Why Are Pearls So Expensive?

In 2018, a Sotheby's auction in Geneva set a jewelry record by selling the most expensive pearl pendant in history. The pendant, set with diamonds, belonged to Queen Marie Antoinette, who is known today for the extravagant lifestyle she led in the run-up to the French Revolution. One reason for the pendant's eye-watering $32 million price tag is because the item had such historical value. "The Marie Antoinette pendant is simply irreplaceable," jeweler Eddie LeVian tells The Guardian. "This is about far more than the gems themselves: Marie Antoinette's jewellery is inextricably linked to the cause of the French Revolution."

The Financial Times says pearls have the longest history of any jewelry; women of the Roman Empire were supposedly enamored with natural pearls and they were prized as symbols of beauty, purity, and fertility. They were also cherished because they were difficult to get — David Warren, senior international jewelry director at Christie's, says, "They were the most valuable and prized gem for thousands of years." Ancient people even thought pearls were formed when dewdrops fell into clams.

Why, though, are they so pricey?

How natural pearls are formed

Natural pearls are rare, because they don't really happen organically. Pearls are an oyster or a mollusk's way of dealing with an irritant, which has found its way into its shell (so yes something has to fall into the bivalve). To ensure that it is protected from this irritant, which could be a small organism, the oyster or mussel starts coating the intruder with nacre, which is the same shiny material found on the inside of its shell (this nacre is also known as mother-of-pearl). By throwing on layers of nacre around this irritant, the oyster (or mollusk) creates a pearl (via Business Insider). Of the approximately 20,000 different types of bivalves, only a handful can make pearls (via Pearl Guide).

Natural pearls and cultured pearls are different because of the way the irritant is introduced. A natural pearl is formed when an irritant makes its way into an oyster, while a cultured pearl is made when the irritant is planted into the oyster by a human. Business Insider says the irritant isn't just any old piece of dirt — it is normally a piece of mollusk tissue (also known as donor tissue), so the oyster's defense response is triggered, forcing the mollusk to create a pearl.

How cultured pearls came to be

If you love pearls, you have Kokichi Mikimoto to thank for streamlining the process of creating cultured pearls. In 1893, he created the first cultured pearl, and by the 1920s, his process, which made use of the small Akoya pearls made it possible to create cultured pearls at a commercial level (via Mikimoto). 

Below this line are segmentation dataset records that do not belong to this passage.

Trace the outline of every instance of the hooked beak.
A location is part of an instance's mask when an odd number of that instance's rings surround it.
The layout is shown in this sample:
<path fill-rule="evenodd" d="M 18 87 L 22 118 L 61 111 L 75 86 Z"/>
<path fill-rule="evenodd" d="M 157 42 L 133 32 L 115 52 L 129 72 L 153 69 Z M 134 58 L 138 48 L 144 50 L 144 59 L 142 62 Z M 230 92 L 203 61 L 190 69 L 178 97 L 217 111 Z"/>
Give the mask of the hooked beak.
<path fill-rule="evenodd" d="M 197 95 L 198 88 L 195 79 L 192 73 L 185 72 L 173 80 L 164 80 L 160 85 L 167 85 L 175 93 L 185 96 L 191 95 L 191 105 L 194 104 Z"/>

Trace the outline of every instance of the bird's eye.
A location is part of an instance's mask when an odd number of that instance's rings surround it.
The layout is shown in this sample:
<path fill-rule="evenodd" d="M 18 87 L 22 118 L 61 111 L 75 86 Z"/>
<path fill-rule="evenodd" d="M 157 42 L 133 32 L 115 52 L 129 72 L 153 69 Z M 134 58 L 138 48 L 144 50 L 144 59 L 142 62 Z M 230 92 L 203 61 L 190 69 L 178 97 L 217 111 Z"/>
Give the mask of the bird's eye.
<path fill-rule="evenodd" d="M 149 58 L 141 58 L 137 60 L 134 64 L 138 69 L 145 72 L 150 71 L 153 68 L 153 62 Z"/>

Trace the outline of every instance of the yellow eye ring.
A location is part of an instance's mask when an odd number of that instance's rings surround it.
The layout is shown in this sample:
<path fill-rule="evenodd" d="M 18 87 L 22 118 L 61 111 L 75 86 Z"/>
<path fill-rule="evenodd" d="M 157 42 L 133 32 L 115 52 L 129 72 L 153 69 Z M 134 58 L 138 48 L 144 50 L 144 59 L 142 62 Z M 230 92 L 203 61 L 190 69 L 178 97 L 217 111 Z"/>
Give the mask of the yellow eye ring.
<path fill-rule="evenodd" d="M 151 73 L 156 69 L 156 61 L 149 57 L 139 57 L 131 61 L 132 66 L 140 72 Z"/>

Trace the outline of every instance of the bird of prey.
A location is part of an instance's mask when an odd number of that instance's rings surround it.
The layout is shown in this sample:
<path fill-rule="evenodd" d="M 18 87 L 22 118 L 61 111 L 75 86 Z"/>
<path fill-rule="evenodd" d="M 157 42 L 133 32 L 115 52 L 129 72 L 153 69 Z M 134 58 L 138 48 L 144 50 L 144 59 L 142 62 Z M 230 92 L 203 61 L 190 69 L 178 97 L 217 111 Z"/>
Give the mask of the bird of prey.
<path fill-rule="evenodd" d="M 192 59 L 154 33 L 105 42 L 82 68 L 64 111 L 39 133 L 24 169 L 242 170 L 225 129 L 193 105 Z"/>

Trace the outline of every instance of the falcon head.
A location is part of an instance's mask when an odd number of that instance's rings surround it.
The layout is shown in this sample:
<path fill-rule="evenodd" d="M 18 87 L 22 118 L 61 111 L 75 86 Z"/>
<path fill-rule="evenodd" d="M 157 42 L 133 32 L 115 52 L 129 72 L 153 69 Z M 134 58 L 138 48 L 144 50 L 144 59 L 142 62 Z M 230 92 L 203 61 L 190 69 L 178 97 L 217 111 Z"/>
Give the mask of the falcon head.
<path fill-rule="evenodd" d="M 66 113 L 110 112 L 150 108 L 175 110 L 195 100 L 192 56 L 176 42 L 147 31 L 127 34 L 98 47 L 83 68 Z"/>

Today, pearl farmers plant foreign tissue into a mussel then wait between six months to two years until the pearls are formed. Because the process of creating a pearl involves a living organism, no one is entirely sure how a pearl might turn out until it is harvested. And the bigger and shinier the pearls are, the more expensive and valuable they are sure to be.

How do you tell the difference between a natural pearl and a cultured pearl?

Natural pearls that are formed without human intervention are quite rare, and most of the pearls in the market today are cultured. Even trained gemologists can't tell the difference between the two without the help of equipment like an x-ray. "Think about the layers of an onion," Tom Moses, a gemologist at the Gemological Institute of America says. "So a natural pearl would have all of those concentric layers of growth from the very inside out."

A cultured pearl, on the other hand, presents itself in a different way. Business Insider says x-rays will show a cultured pearl as having a large center (the man-made irritant), and a thinner layer of nacre around it.

There is a difference between saltwater and freshwater cultured pearls

Cultured pearls today come from three types of oysters: the Pinctada fucata, which yields the Akoya pearls popularized by luxury firm Mikimoto; the Pinctada maxima, which produces the largest, most lustrous pearls in the industry and are prized by jewelry collectors as South Sea pearls; and the Pinctada margaritifera, which makes the highly prized Tahitian black pearl. All three oysters grow in saltwater, and are, for the most part, usually capable of producing one pearl each. Business Insider says the size of the pearl depends on the size of the mollusk.

By contrast, freshwater pearls are formed in mussels, and are raised in hatcheries. Unlike their oyster cousins, one mollusk can produce several pearls at one time, making freshwater pearls easy to produce and cheap to acquire. As a result, the Gemologist's Institute of America considers freshwater pearls to be the world's biggest bargains.